For Mattie, grit means follow-through. It is the ability to do one’s job—however brutal—without flinching. Rooster’s violence is not admirable to her in itself, but it is evidence that he will persevere. Even this God-fearing young Presbyterian, no friend of vice, concludes that moral squeamishness is not a prerequisite for justice. Her father has been murdered. Justice requires the murderer be caught and hanged. Nothing more, nothing less. This is an Old Testament conception of justice, not as mercy to one’s enemy, but as measure-for-measure.

Yet as the story unfolds, it becomes clear that Mattie possesses more grit than the man she hires. Despite Rooster’s attempts to leave her behind, she follows him into dangerous, unfamiliar terrain. She eats little, sleeps less, and refuses every opportunity to give up. Unlike Rooster, who is motivated by money, Mattie is animated by a righteous sense of duty. Her upbringing has made her the opposite of Rooster: law-abiding, methodical, stubbornly principled. And yet she, not Rooster, ultimately kills Chaney with her father’s own rifle.

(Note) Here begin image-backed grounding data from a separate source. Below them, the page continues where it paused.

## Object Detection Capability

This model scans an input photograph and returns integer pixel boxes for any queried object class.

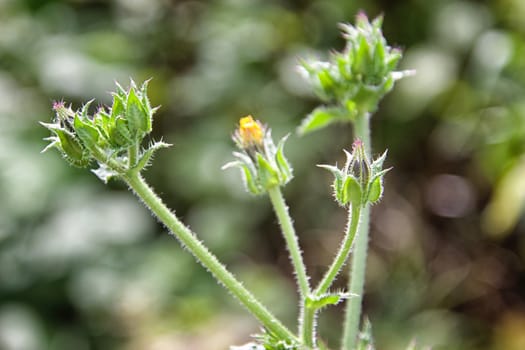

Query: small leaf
[318,69,335,92]
[132,141,171,172]
[111,93,125,119]
[80,99,95,119]
[257,154,279,190]
[126,87,150,134]
[298,106,348,135]
[275,134,293,182]
[371,150,388,172]
[367,177,383,204]
[306,293,348,310]
[110,117,133,148]
[386,49,402,71]
[372,40,386,77]
[94,110,111,140]
[242,165,263,195]
[343,175,362,206]
[74,114,99,150]
[353,35,371,75]
[140,79,153,114]
[55,129,86,165]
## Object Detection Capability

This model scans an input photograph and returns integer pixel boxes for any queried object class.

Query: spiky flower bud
[298,13,414,135]
[223,116,293,195]
[41,80,169,182]
[318,139,390,207]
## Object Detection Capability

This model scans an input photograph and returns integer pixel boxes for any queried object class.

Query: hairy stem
[342,113,371,349]
[315,204,362,296]
[123,172,297,343]
[267,186,311,346]
[128,142,139,168]
[300,204,361,349]
[302,302,316,348]
[267,187,310,299]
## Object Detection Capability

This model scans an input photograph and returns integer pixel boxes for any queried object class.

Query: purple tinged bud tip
[52,100,65,111]
[356,11,369,22]
[352,138,363,150]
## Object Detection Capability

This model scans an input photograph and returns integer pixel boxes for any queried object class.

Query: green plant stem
[91,147,127,173]
[302,302,316,349]
[315,204,361,296]
[300,204,361,349]
[123,172,297,343]
[128,143,139,168]
[267,187,310,299]
[342,113,371,350]
[267,187,311,346]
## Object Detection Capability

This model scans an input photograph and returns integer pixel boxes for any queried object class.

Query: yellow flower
[238,115,264,149]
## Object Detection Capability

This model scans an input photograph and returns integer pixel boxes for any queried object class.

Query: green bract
[40,80,169,182]
[223,117,293,195]
[318,140,390,207]
[298,13,413,135]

This tension—between the lawless grit of Rooster and the principled grit of Mattie—captures something fundamental about the American character as imagined in our national mythology. If America is shaped by the dispositions of those who came before, Mattie embodies the perseverance of early American settlers and frontier families, the relentless Protestant insistence that injustice must be confronted directly, that one must not shrink from doing hard things oneself. Her world is set fifty years after Tocqueville’s travels, yet she would not look out of place in his account of the determined, self-reliant Americans of Jacksonian America.

The Western endures because it dramatizes this dual nature of American grit. Sometimes it manifests as admirable perseverance, sometimes as dangerous vigilante hardness. But it is unmistakably American in its insistence that adversity is not an excuse to retreat.